5. The high-voltage zone tower crown structure of a high-rise building according to claim 1, characterized in that: The outer surface of the middle pressure-distributing layer (5) is provided with a middle-layer ventilation hole array (501). The outer surface of the middle pressure-distributing layer (5) is fixedly connected with a middle-layer connecting flange (502). The size of the middle-layer connecting flange (502) is adapted to the bottom flange interface (403). The outer surface of the middle pressure-distributing layer (5) is fixedly connected with a middle-layer positioning ring (503). The outer surface of the middle pressure-distributing layer (5) is provided with an auxiliary drainage plate (505). The outer surface of the middle pressure-distributing layer (5) is fixedly connected with a middle-layer reinforcing rib plate (504).
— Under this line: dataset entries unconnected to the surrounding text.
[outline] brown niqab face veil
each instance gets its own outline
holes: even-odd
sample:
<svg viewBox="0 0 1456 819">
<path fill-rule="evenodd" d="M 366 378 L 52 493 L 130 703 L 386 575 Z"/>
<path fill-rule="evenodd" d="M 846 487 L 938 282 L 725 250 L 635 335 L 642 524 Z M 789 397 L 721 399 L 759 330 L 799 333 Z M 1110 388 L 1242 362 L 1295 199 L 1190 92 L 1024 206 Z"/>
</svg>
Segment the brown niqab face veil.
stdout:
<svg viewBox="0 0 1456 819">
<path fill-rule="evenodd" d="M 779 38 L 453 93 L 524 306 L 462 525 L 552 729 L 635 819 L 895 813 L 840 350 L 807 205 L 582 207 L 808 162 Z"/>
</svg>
The cavity of the middle pressure-distributing layer (5) is provided with a middle-layer honeycomb aluminum core filler (506).
6. The high-voltage zone tower crown structure of a high-rise building according to claim 1, characterized in that: The outer surface of the top pressure distribution layer (6) is provided with a top ventilation array (601), the outer surface of the top pressure distribution layer (6) is provided with a top positioning block, the outer surface of the top pressure distribution layer (6) is fixedly connected with a top reinforcing plate (602), the cavity of the top pressure distribution layer (6) is provided with a top honeycomb aluminum core filler (604), and the outer surface of the top pressure distribution layer (6) is provided with a flow guide top cap mounting groove (603).
7. The high-voltage zone tower crown structure of a high-rise building according to claim 1, characterized in that: The outer surface of the main body (7) of the flow guide cap is provided with a lightning arrester (701). The bottom pressure divider layer (4), the middle pressure divider layer (5) and the top pressure divider layer (6) are all provided with fiber optic detection sensors. A sealing layer is provided at the connection between the bottom pressure divider layer (4) and the middle pressure divider layer (5). A sealing ring is provided at the connection between the middle pressure divider layer (5) and the top pressure divider layer (6).